There are many detailed points in it that could and no doubt will be discussed. I disagree with the contention that the Scottish Government cannot legally call a referendum, but acknowledge — as do the SNP themselves — that any referendum it could call under the Scotland Act would have to be phrased very carefully. The proposed wording in their 2010 paper was to ask whether:
“The [Scottish] Parliament’s powers should be extended to enable independence to be achieved.”
So if the UK Government now wants to make it easier for the Scottish Parliament to ask a more straightforward question, I don’t see why anyone should object to it. In purely pragmatic terms it lessens the chance of any legal dispute, and therefore means that the debate can concentrate on political arguments rather than procedural ones. But that said, there is every reason to object to the ‘strings’ that the UK government seem to want to add to it.
In a sense, this is all a storm in a teacup. The Scottish government will continue to believe that they have the right to call a referendum, the Westminster government will continue to believe that only they can grant permission for it, and they can both go on believing what they do provided that the referendum goes ahead. Is Westminster going to quibble about the date? No. There’ll be a few mutterings about them wanting it earlier but they’ll let it stand at Autumn 2014. Is anyone going to worry about the wording of the question? No. It would have to be agreeable to both sides anyway, and those who are against independence in Holyrood aren’t going to have a different opinion from those who are against independence in Westminster. The only real question is over who will be eligible to vote.
But the one thing that now appears not to be in doubt is that there won’t be an option for devo-max on the ballot paper. Of course, devo-max is not something that the SNP wants or is going to fight for. Their position has consistently been that they would consider including it as an option if there was broad public support for it, if it could be precisely defined, and if it was deliverable.

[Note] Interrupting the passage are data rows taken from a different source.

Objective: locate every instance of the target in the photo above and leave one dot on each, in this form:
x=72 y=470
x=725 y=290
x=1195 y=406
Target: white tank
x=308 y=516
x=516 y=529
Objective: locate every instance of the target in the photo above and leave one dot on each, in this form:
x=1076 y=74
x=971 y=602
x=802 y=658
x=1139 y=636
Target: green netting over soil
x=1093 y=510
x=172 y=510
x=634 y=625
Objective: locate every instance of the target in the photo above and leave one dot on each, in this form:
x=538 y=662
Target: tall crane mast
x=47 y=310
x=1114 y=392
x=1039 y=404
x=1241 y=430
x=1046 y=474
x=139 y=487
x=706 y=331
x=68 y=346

Whether Scotland becomes independent or not is a decision for Scotland alone irrespective of what the rest of the UK thinks. However, if Scotland was going to have a new constitutional settlement while remaining a part of the UK, this would need to be agreed with the rest of the UK. In practical terms, this means that the UK Parliament had to decide what it was and agree to implement it if that is what the Scots voted for.
The answer to the first of those three ‘ifs’ is clear. In round numbers, the opinion polls tend to show that 30 per cent support independence, 35 per cent support devo-max (or at least much more devolution than is currently included in the Scotland Bill) and maybe 25 per cent don’t want any more than is included in the current Scotland Bill. So there is clearly broad public support for devo-max or devo-plus. But the answer to the second ‘if’ is that none of the three unionist parties is prepared to define it, let alone work together to deliver the third ‘if’, namely a firm proposal that would win majority support in Westminster.

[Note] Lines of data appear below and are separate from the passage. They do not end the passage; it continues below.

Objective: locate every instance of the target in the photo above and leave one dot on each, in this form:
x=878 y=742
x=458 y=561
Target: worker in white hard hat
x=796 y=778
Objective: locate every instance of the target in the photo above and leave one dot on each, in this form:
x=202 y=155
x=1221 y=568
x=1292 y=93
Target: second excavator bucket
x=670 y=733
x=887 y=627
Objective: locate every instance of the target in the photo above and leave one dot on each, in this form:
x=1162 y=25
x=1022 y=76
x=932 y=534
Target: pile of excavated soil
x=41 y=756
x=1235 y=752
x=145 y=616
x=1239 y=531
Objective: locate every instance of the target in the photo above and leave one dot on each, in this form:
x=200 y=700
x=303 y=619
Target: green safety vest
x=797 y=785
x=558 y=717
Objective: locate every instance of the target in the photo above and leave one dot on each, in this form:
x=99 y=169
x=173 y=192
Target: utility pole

It is for these reasons that a question on devo-max is not going to be included on the ballot paper. Not because Westminster refuses to allow Holyrood the right to ask the question in a referendum, but because the three unionist parties together are unwilling to let the people of Scotland have it.
It goes without saying that they have reached this position because of the political calculations that have been made behind the scenes. But I have to question how sensible those decisions are. If we take them at their word, the primary concern of the three unionist parties should surely be to keep the United Kingdom together. So why would they refuse to countenance giving people in Scotland the greater degree of devolution they clearly want if it would keep Scotland within the UK? I think there are probably two answers.
First, that they are more concerned about denying the SNP any sort of ‘victory’. True, devo-max is not the sort of victory that the SNP want. But to use a sporting analogy it would be the equivalent of getting a draw and therefore keeps them in the contest in the hope of getting the victory they want in a later replay. It appears that scoring party political points over the SNP is more important than working out a sustainable model for the future of the UK.
But second, they probably wouldn’t do this if they took the possibility of Scottish independence seriously. For if they saw the continued existence of the UK as being under threat they would surely take whatever steps are necessary to hold it together. This is the big ‘blind spot’ for most unionists. They see the 30 per cent/35 per cent/25 per cent split in public opinion in Scotland and read it as 30 per cent wanting independence, but 60 per cent being happy to remain part of the UK. I, other nationalists, and maybe only a handful of unionists read it as 25 per cent being happy with the UK as it stands but 65 per cent who want something better.
If people are offered a three way choice between the status quo, taking one big step to independence or taking the intermediate step of full fiscal autonomy in a federal UK, there is bound to be a significant number who will take the first step and then decide if they want to take the second step later. But if that third option is taken off the table, the 35 per cent or so who wanted to take it one step at a time will be faced with a stark choice: either to stay in a UK that refuses to allow them the degree of autonomy they want, or to take full responsibility for their own future by becoming an independent country.
I’ve no doubt that some of them will decide to put up with continuing to be part of a UK in which they are drip-fed more devolution in tiny doses as and when the UK thinks it appropriate. But I’m confident that more of them will decide that they’ve finally had enough of being told what they can and can’t do.
That’s the fundamental miscalculation that the three unionist parties have now made. In the couple of years between now and the referendum in 2014, I’m sure that most of the 35 per cent or so who wanted devo-max but not independence will decide to join those who have already decided that they want Scotland to be independent.
As the polls begin to reflect this, the unionist parties will wish that they hadn’t been so dogmatic. But it was their decision to insist on a single Yes/No question in the referendum, not the SNP’s.